Statement of Judge Patti B. Saris, Chair, United States Sentencing Comm’n for the Hearing on "Reevaluating the Effectiveness of Federal Mandatory Minimum Sentences” before the Comm, on the Judiciary, United States Senate, Sept. 18, 2013 (footnotes omitted). At $30,000 a "bed year,” the budgetary savings would exceed $1.1 billion. The *670change would also eliminate much of the racial discrimination in sentencing that the legislative history of the FSA acknowledged had been a part of the crack/powder cocaine sentencing disparity.
Here is a small but representative sample of the many statements by members of Congress concerning the purpose of the Fair Sentencing Act:
155 Cong. Rec. S10491 (daily ed. Oct. 15, 2009) (statement of Sen. Dick Durbin, Assistant Senate Majority Leader) ("Vice President Joe Biden, one of the authors of the legislation creating this disparity in sentencing, has said: 'Each of the myths upon which we based the disparity has since been dispelled or altered.’ ”); 156 Cong. Rec. H6202 (daily ed. July 28, 2010) (statement of Rep. Robert C. "Bobby” Scott, Chairman of the House Judiciary Subcommittee on Crime, Terrorism and Homeland Security) ("We are not blaming anybody for what happened in 1986, but we have had years of experience and have determined that there is no justification for the 100-to-1 ratio.”); 156 Cong. Rec. H6202 (daily ed. July 28, 2010) (Statement of Rep. Daniel E. Lungren) ("We initially came out of committee with a 20-to-l ratio. By the time we finished on the floor, it was 100-to-l. We didn’t really have an evidentiary basis for it, but that's what we did, thinking we were doing the right thing at the time.”);156 Cong.
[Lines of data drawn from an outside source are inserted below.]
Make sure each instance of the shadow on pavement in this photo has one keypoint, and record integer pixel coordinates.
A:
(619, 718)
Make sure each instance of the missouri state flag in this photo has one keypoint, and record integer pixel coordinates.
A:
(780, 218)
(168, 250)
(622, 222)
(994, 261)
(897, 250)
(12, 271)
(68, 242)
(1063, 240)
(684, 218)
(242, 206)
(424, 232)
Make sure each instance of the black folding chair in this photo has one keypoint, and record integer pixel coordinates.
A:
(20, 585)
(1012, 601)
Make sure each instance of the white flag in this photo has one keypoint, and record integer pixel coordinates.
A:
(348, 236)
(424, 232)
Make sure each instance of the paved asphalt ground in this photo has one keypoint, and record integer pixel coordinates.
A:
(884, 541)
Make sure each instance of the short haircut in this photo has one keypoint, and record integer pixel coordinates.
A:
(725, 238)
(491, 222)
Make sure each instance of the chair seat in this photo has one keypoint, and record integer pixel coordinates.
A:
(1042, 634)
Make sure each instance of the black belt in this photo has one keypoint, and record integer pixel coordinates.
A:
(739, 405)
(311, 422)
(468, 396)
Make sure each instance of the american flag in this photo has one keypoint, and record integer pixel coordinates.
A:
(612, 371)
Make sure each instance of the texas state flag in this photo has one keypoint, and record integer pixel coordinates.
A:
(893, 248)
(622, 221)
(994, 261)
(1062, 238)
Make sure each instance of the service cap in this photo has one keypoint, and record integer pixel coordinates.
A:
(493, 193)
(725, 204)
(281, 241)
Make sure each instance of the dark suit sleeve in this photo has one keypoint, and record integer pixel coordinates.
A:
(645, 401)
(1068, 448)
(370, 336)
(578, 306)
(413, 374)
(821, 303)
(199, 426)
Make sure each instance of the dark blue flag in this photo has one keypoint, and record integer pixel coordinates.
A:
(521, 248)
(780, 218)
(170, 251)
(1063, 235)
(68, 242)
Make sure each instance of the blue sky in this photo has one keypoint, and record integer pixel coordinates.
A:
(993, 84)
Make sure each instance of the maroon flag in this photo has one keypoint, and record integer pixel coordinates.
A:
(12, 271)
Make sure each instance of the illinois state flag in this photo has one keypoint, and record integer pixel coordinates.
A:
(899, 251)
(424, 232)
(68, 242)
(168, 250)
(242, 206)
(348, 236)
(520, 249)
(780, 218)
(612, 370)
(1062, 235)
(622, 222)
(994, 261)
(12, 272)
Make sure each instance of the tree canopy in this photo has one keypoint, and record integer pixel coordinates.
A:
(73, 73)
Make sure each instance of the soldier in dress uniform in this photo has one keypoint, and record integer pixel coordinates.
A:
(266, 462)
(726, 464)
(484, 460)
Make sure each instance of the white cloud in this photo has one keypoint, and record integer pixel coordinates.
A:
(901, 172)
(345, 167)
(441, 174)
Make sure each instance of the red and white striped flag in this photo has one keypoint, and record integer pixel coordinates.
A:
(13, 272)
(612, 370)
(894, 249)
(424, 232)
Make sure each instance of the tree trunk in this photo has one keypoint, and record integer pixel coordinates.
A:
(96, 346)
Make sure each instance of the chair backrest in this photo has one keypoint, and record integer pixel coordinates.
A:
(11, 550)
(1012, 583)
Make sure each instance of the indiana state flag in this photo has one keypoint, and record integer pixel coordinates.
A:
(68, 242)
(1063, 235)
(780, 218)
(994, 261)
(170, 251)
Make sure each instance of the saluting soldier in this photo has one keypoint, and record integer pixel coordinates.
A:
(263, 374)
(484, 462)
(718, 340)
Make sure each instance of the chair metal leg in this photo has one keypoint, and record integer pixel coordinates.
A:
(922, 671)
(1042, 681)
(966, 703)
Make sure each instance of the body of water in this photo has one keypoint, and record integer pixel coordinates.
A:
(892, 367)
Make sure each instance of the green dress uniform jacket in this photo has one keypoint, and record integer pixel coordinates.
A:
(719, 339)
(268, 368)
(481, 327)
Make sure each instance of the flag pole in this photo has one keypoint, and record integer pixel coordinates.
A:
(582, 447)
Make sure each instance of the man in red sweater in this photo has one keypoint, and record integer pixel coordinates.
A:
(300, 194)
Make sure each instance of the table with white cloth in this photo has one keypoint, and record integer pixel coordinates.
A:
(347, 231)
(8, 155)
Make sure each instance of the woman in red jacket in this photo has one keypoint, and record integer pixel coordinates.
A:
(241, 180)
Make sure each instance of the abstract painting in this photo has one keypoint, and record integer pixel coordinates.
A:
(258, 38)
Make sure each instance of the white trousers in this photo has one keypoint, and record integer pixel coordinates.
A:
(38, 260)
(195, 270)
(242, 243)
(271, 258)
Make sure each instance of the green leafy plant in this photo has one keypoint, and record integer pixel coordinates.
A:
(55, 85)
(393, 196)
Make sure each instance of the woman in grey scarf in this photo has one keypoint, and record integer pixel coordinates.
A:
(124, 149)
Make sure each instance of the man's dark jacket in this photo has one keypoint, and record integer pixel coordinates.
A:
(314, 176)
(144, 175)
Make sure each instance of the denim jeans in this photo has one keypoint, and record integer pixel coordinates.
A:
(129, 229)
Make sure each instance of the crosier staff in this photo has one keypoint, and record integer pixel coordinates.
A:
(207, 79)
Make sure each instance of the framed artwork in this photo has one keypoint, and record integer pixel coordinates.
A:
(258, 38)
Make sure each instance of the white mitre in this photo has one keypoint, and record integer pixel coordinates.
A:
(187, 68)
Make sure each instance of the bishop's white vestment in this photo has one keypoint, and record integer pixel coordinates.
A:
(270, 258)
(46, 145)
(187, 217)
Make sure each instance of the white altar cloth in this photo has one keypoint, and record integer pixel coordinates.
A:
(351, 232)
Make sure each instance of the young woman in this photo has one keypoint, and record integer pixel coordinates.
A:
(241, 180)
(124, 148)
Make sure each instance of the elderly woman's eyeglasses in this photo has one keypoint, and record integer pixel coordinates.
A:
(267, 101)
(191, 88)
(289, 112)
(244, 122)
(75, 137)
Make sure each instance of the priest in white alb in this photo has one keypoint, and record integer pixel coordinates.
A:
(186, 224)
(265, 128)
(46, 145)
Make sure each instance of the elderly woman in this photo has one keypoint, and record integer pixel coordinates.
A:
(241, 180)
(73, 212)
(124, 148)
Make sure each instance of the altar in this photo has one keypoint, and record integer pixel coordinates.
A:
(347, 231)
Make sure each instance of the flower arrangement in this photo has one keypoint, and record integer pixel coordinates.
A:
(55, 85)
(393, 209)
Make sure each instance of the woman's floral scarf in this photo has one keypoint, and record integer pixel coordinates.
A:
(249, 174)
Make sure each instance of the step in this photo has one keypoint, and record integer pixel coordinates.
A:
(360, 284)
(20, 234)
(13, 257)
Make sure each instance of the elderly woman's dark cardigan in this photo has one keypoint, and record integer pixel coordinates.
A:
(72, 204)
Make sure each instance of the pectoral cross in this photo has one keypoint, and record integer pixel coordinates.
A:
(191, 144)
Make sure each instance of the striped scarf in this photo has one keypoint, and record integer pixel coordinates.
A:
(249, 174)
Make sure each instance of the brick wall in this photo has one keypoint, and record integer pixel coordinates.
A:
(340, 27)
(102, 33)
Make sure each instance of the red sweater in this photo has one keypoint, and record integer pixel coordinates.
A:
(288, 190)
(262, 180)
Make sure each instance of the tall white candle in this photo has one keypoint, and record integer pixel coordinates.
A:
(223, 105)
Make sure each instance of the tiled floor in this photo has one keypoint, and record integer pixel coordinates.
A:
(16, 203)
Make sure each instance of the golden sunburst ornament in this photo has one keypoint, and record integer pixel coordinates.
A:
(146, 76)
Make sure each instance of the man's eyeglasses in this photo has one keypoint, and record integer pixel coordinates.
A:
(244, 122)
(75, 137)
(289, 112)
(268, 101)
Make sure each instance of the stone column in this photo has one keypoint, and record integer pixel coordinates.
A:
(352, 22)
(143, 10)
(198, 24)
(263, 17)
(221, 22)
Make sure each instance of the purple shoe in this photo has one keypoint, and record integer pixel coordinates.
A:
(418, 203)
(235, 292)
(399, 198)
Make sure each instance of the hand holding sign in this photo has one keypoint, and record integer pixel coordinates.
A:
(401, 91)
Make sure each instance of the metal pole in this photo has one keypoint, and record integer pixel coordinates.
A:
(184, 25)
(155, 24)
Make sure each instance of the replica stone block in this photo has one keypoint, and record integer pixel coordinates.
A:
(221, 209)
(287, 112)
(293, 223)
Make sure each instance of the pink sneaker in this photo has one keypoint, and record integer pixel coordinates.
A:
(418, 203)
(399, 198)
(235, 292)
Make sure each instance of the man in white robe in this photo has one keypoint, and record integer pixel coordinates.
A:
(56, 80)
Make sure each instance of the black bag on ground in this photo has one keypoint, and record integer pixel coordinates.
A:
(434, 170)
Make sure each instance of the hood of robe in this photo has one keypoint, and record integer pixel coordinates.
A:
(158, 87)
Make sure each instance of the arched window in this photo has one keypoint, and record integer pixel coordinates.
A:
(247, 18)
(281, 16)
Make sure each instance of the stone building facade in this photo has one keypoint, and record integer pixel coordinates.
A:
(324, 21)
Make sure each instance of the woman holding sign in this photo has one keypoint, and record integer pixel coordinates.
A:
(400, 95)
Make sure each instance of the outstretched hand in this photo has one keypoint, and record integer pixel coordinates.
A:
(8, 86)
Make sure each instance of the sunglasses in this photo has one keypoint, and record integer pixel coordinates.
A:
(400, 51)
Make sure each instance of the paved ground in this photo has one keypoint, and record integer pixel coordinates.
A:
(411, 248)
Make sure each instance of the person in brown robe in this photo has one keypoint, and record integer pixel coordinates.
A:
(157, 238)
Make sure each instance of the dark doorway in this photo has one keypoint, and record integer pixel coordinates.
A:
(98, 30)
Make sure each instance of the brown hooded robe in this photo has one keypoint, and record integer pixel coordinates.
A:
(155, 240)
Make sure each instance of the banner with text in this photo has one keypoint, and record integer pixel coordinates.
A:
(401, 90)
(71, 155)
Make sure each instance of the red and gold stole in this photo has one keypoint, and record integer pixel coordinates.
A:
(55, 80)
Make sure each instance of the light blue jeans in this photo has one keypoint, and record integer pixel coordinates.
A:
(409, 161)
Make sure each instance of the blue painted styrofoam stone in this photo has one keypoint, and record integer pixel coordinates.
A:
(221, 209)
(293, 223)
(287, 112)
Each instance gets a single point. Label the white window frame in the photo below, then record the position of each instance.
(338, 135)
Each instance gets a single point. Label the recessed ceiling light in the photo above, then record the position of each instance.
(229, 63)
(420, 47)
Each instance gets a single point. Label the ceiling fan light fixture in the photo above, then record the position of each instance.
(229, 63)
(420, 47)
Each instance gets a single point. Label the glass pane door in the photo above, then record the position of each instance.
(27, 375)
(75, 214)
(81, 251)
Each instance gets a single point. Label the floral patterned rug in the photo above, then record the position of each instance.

Rec. S1682 (daily ed. Mar. 17, 2010) (statement of Sen. Patrick Leahy) ("The racial imbalance that has resulted from the cocaine sentencing disparity disparages the Constitution’s promise of equal treatment for all Americans.”); 156 Cong. Rec. H6198 (daily ed. July 28, 2010) (statement of Rep. James E. Clyburn, House Majority Whip) (“The current drug sentencing policy is the single greatest cause of the record levels of incarceration in our country. One in every 31 Americans is in prison or on parole or on probation, including one in 11 African Americans. This is unjust and runs contrary to our fundamental principles of equal protection under the law.”); 156 Cong. Rec. H6203 (daily ed. July 28, 2010) (statement of Rep. Steny Hoyer) (“The 100-to-l disparity is counterproductive and unjust.”).